Living where you work: is teleworking really the future of cities?

As a second lockdown begins in France, will the city of tomorrow be the city of teleworkers? Nothing is less certain. In March-April 2020, more than a third of French workers were forced to experiment telecommuting but only 50% said they were satisfied at the end of the lockdown, and only 9% of French people would be ready to switch to full-time telecommuting. Many reasons were put forth: the blurring of boundaries between professional and personal life, cramped housing, an increase in gender inequality... For many working people, the slogan of the next world is not “I don't have to go to the office anymore” but rather “come by my house, I live... in my office”.

It is true that telecommuting means the end of rush hour: farewell, traffic jams!

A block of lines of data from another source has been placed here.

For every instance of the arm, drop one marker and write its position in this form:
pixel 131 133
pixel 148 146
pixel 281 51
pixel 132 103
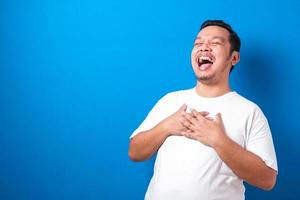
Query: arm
pixel 243 163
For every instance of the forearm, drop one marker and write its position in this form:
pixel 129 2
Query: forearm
pixel 246 165
pixel 145 144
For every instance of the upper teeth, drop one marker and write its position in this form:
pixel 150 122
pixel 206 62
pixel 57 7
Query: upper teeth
pixel 202 58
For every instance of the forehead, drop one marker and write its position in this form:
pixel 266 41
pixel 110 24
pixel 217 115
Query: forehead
pixel 213 31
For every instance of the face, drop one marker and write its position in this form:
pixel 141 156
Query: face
pixel 211 55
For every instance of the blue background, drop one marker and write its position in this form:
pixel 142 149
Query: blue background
pixel 78 76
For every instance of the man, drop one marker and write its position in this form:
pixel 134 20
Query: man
pixel 208 139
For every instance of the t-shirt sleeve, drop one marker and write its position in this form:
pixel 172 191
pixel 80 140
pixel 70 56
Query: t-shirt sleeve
pixel 156 115
pixel 260 140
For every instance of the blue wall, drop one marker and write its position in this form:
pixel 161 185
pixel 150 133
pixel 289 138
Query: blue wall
pixel 78 76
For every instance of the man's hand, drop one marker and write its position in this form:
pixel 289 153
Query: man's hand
pixel 178 123
pixel 204 129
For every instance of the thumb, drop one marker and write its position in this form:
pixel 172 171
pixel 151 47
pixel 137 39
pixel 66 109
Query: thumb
pixel 218 118
pixel 182 108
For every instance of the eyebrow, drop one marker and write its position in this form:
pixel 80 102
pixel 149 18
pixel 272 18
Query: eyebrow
pixel 215 37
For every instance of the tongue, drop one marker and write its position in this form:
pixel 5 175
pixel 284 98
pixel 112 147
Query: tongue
pixel 205 66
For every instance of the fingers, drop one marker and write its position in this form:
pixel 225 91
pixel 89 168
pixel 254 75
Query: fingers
pixel 218 118
pixel 199 115
pixel 182 108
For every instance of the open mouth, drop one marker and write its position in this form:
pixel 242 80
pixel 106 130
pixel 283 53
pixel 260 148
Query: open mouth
pixel 204 62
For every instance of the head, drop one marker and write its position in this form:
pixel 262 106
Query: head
pixel 216 51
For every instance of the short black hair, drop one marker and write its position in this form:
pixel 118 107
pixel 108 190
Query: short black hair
pixel 234 40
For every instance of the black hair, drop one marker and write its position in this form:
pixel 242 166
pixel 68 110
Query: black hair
pixel 234 40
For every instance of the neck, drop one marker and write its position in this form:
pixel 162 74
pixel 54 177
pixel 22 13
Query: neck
pixel 206 90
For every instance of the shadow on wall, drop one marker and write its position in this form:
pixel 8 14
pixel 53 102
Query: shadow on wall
pixel 260 73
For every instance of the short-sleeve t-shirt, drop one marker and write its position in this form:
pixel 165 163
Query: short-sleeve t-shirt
pixel 187 169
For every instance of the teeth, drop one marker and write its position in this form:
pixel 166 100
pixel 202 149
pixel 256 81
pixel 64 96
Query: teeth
pixel 202 58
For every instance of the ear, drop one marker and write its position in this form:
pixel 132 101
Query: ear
pixel 235 57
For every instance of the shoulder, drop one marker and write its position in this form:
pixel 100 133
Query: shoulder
pixel 179 93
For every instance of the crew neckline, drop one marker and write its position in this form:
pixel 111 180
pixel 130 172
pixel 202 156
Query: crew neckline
pixel 222 97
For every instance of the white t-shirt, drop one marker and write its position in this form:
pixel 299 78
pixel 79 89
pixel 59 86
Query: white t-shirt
pixel 186 169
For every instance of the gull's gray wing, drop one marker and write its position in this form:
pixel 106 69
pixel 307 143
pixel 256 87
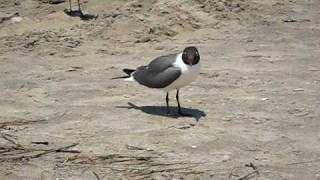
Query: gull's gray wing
pixel 159 73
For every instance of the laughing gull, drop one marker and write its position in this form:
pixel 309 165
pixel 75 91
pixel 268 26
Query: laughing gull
pixel 79 8
pixel 169 72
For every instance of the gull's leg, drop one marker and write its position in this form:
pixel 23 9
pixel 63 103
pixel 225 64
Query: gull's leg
pixel 167 101
pixel 70 5
pixel 79 8
pixel 179 107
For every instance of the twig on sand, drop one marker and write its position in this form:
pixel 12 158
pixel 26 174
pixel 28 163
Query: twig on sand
pixel 249 175
pixel 96 175
pixel 45 151
pixel 5 136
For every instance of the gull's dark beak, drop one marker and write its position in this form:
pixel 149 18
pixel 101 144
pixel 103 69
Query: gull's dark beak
pixel 190 60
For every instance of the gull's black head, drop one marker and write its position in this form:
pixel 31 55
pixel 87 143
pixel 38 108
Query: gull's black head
pixel 191 56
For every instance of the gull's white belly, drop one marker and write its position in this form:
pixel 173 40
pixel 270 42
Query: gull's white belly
pixel 188 74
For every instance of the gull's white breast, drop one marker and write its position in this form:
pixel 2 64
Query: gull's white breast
pixel 188 74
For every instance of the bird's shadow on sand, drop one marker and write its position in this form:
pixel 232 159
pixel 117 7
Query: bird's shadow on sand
pixel 162 111
pixel 80 14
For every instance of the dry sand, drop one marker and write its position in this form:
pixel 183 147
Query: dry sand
pixel 255 105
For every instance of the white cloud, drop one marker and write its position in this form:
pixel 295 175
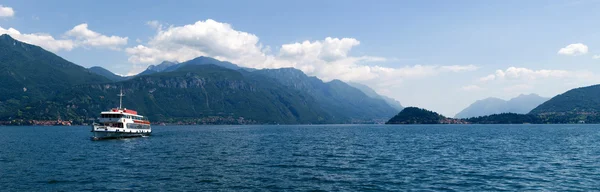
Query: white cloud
pixel 154 24
pixel 87 37
pixel 524 73
pixel 6 11
pixel 460 68
pixel 471 88
pixel 574 49
pixel 327 59
pixel 489 77
pixel 45 41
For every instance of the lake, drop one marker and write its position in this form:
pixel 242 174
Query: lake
pixel 305 157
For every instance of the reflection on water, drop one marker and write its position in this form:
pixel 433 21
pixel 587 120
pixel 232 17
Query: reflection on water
pixel 311 157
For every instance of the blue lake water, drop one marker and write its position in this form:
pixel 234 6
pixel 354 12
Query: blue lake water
pixel 299 157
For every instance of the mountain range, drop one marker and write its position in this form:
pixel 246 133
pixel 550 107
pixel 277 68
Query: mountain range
pixel 521 104
pixel 43 86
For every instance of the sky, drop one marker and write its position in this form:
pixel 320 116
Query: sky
pixel 439 55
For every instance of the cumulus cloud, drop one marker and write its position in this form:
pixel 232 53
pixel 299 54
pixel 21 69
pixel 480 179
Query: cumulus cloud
pixel 460 68
pixel 517 79
pixel 574 49
pixel 327 59
pixel 471 88
pixel 45 41
pixel 87 37
pixel 6 11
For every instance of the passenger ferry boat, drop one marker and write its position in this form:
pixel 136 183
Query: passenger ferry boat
pixel 120 123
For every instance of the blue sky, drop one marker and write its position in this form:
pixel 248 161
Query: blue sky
pixel 440 55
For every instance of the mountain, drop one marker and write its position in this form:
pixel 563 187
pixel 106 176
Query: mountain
pixel 29 73
pixel 574 106
pixel 38 85
pixel 168 66
pixel 414 115
pixel 193 94
pixel 203 61
pixel 371 93
pixel 340 100
pixel 157 68
pixel 505 118
pixel 106 73
pixel 521 104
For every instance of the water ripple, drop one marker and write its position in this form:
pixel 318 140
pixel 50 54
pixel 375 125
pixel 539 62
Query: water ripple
pixel 305 158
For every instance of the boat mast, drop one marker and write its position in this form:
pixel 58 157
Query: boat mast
pixel 121 99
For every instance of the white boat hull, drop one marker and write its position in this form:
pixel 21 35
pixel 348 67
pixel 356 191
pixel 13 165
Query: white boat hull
pixel 105 132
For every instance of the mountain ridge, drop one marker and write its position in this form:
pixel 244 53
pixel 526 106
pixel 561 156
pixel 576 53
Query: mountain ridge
pixel 521 104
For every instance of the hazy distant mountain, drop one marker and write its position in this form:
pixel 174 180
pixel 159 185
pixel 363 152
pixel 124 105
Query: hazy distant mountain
pixel 157 68
pixel 106 73
pixel 168 66
pixel 29 74
pixel 521 104
pixel 39 85
pixel 339 99
pixel 371 93
pixel 574 106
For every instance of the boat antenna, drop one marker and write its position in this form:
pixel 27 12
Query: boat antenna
pixel 121 99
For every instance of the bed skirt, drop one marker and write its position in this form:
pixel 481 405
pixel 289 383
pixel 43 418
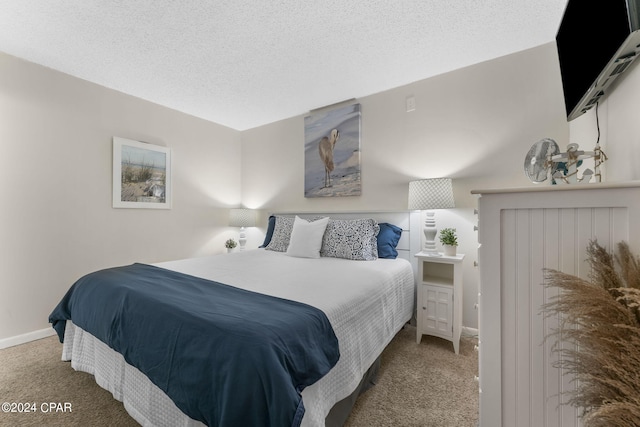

For some people, it also means the possibility of leaving big cities and moving to a mid-sized town with cheaper housing. But those choices are not available to everyone: telecommuting is not applicable to many jobs, as seen with those who were on the frontline during the first lockdown. While teleworking removes the need to commute, the time saved by not going to the office may be used to travel to do something else, such as visiting friends. This is called the rebound effect: it eliminates trips related to the home-to-work commute but replaces them largely with other trips.

However, this does not mean giving up the idea of living and working in the same place. In the city of tomorrow, we will talk about workplaces in the plural form: home, office but also mixed spaces such as co-working spaces. And, for those who will go to the office, rush hours are not a foregone conclusion. The French city of Toulouse recently experimented with a pilot program between companies, mobility operators and elected officials to spread out peak hours and share home-to-work commutes. In short, working together... to work better. – Cécile Maisonneuve, President

→ This op-ed is an excerpt from recent chronicles by Cécile Maisonneuve, broadcast on France Info: find all broadcasts (in French) here.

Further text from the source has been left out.